Technologie peu mise en avant dans le monde de l’horlogerie de luxe, l’alarme mécanique figure pourtant parmi les innovations les plus utiles sur un garde-temps.
Breguet : 250 ans d’innovations et de passion
Pour son anniversaire, la Maison Breguet propose une exposition ainsi que des montres mettant en avant son remarquable patrimoine.
Il n’est habituellement pas de bon ton de demander l’âge d’une dame. Pourtant, la Maison Breguet affiche fièrement ses 250 printemps. Pour marquer l’occasion, elle invite amateurs et grand public à parcourir sa riche histoire grâce au réaménagement du flagship place Vendôme en boutique-musée. Elle a également décidé de gâter ses admirateurs en proposant plusieurs modèles créés spécialement pour l’événement.
C’est en effet en 1775 qu’Abraham-Louis Breguet, figure emblématique et respectée, ouvre sa boutique sise au bien-nommé Quai de l’Horloge, sur l’île de la Cité. Pour fêter dignement ce quart de millénaire, la Maison a décidé de mettre en avant les grandes innovations qui ont marqué son histoire mais aussi celle de l’horlogerie. Intitulée « les Tiroirs du Temps », cette exposition ludique a investi la boutique de la place Vendôme, dont l’intérieur a été entièrement repensé.

Tiroirs aux merveilles
À travers une scénographie évoquant des tiroirs d’archives, le public se voit offrir l’opportunité unique de (re)découvrir les grandes innovations de la maison, de la fin du XVIIIe siècle au XXIe siècle.

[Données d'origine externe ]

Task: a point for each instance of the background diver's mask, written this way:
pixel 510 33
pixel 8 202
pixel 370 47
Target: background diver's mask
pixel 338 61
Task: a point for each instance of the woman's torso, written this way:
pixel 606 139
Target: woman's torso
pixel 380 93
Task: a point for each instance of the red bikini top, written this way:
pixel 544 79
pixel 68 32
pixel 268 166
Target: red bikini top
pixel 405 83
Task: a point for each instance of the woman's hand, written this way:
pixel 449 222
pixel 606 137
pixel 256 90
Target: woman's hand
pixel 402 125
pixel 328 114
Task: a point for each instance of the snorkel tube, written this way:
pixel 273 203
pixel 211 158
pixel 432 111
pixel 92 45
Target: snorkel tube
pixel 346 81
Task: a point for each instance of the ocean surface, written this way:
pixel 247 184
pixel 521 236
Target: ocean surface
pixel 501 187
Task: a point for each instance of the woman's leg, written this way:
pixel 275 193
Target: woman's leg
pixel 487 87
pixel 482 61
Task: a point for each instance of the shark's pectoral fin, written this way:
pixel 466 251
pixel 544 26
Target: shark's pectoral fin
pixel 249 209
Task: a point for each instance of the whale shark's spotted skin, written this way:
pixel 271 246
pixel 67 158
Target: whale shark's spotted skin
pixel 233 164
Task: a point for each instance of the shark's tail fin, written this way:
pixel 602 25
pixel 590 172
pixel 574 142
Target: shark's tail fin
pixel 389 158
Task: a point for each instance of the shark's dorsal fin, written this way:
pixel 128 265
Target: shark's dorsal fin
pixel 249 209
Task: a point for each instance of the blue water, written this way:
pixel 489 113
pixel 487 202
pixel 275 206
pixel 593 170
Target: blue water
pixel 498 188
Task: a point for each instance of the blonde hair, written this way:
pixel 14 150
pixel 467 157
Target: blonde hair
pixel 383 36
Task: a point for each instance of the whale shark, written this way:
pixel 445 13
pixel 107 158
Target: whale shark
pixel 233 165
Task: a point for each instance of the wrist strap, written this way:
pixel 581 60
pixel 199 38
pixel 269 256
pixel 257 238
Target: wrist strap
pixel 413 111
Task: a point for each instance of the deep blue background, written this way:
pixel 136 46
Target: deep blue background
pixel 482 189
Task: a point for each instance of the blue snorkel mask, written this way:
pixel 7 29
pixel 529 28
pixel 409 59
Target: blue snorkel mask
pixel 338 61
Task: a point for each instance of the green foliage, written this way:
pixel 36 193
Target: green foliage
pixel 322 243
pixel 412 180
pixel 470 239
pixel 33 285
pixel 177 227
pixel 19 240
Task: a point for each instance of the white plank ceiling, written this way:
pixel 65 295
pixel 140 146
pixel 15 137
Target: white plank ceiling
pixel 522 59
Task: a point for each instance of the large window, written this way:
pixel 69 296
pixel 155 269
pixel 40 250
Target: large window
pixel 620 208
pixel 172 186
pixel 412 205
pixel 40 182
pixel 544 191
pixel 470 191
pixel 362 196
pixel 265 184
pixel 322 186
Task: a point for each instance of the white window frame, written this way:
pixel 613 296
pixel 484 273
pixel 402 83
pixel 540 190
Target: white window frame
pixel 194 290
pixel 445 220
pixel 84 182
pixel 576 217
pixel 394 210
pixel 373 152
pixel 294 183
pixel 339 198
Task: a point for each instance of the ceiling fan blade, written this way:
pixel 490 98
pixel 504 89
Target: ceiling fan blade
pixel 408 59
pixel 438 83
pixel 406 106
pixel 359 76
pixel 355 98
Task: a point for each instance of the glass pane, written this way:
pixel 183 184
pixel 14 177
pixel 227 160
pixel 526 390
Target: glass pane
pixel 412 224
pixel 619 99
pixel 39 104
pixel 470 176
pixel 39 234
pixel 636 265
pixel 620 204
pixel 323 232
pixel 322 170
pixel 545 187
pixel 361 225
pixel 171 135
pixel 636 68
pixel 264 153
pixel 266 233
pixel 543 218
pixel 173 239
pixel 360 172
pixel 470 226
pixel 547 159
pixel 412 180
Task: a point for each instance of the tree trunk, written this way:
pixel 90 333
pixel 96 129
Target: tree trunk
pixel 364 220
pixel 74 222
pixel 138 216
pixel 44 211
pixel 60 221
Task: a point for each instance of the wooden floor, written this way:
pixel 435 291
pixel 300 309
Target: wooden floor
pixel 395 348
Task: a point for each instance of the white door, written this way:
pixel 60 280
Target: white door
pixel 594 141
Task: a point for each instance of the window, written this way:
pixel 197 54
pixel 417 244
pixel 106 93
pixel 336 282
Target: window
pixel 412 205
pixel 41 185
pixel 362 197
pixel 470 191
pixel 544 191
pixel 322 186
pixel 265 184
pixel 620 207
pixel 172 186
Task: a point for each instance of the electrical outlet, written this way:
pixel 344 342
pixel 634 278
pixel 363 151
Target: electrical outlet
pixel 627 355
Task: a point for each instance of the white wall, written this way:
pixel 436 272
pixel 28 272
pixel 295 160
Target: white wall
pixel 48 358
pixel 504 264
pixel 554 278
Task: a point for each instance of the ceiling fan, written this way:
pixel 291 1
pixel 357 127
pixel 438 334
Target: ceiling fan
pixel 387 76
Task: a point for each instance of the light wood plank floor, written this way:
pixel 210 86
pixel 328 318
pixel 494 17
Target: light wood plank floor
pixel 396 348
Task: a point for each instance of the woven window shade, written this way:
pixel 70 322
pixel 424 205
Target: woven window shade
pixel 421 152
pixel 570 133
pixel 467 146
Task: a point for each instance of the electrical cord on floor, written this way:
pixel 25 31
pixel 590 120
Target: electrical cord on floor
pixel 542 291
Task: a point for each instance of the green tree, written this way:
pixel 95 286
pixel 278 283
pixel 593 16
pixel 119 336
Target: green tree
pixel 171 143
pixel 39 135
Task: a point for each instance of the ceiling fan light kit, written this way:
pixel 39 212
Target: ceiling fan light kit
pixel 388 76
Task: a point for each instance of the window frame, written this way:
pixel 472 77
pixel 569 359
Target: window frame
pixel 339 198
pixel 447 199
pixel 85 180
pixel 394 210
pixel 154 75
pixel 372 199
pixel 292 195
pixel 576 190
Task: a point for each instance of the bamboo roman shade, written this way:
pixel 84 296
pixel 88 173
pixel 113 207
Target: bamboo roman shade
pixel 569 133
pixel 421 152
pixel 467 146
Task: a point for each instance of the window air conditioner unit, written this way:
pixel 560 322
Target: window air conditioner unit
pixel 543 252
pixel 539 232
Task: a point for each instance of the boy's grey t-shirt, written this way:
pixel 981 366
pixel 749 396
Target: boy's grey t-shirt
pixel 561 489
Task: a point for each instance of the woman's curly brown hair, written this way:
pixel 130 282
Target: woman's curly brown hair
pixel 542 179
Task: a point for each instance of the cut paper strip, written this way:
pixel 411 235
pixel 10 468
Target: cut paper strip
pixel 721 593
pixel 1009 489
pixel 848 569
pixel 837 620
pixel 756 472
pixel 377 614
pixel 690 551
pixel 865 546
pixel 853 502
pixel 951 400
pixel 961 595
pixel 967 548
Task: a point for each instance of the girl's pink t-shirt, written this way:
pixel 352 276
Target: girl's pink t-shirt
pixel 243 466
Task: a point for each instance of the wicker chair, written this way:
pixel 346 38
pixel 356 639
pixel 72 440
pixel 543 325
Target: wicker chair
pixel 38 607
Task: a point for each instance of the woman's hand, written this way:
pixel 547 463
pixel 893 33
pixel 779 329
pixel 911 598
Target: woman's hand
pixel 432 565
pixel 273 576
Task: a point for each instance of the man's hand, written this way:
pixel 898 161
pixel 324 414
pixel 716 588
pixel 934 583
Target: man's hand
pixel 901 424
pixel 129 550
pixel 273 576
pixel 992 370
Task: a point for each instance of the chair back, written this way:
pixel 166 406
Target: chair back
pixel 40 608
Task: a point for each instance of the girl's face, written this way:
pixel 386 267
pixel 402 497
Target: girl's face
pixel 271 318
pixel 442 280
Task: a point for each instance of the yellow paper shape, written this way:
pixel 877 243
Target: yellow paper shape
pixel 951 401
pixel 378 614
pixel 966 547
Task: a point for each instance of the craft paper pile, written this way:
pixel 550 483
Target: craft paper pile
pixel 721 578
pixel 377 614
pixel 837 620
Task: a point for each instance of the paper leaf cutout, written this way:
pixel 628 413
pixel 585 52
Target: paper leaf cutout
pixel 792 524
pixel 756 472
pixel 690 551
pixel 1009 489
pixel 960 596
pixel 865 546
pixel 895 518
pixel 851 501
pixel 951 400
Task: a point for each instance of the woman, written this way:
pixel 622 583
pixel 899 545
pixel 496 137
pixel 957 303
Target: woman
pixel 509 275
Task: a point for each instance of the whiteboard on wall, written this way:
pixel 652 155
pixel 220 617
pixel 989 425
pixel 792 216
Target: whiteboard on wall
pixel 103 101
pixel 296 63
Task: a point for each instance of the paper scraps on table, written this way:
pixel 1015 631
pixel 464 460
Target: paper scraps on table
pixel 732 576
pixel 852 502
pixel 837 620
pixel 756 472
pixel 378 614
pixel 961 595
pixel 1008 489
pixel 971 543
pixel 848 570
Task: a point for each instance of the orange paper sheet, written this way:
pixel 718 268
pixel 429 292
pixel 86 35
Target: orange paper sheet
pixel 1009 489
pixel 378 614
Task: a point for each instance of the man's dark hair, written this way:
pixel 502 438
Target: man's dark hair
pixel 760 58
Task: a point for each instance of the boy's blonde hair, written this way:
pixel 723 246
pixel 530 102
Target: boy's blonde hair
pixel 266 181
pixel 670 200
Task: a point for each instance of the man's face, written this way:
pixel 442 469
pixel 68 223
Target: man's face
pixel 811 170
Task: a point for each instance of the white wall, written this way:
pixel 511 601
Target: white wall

Chaque tiroir ouvert propose aux visiteurs d’effectuer une petite action qui déclenchera une animation vidéo expliquant brièvement la création et l’intérêt d’une fonctionnalité, d’une complication ou d’un matériau. Ainsi, en faisant tourner une sphère, on découvre le principe du célèbre tourbillon ; en plaçant son poignet dans un tube, on retrace l’histoire de la première montre-bracelet, qui aurait été créée pour Caroline Murat, sœur de Napoléon et reine de Naples (d’où le nom de la ligne féminine) ; en faisant tinter une cloche, on fait résonner le récit du ressort-timbre.

Cette installation interactive permet au public, et même aux plus jeunes, de prendre conscience du rôle de Breguet dans l’évolution de l’horlogerie, de la montre « perpétuelle » au pivot magnétique, en passant par le « pare-chute ». Il faut dire que la Maison a, depuis longtemps, conscience de l’importance de son patrimoine. En témoigne un musée, riche de nombreuses pièces historiques, et des archives particulièrement fournies et jalousement conservées. Des expositions ont également été organisées, comme Breguet au Louvre : un apogée de l’horlogerie européenne, en 2009, et des pièces de la collection sont régulièrement prêtées. C’est Emmanuel Breguet, membre de la famille du fondateur, qui veille sur ce trésor. Historien passionné et voyageur infatigable, il diffuse la bonne parole aux quatre coins du monde, écrit, supervise les expositions, gère les archives : un véritable sacerdoce pour assurer la pérennité et la transmission du patrimoine familial.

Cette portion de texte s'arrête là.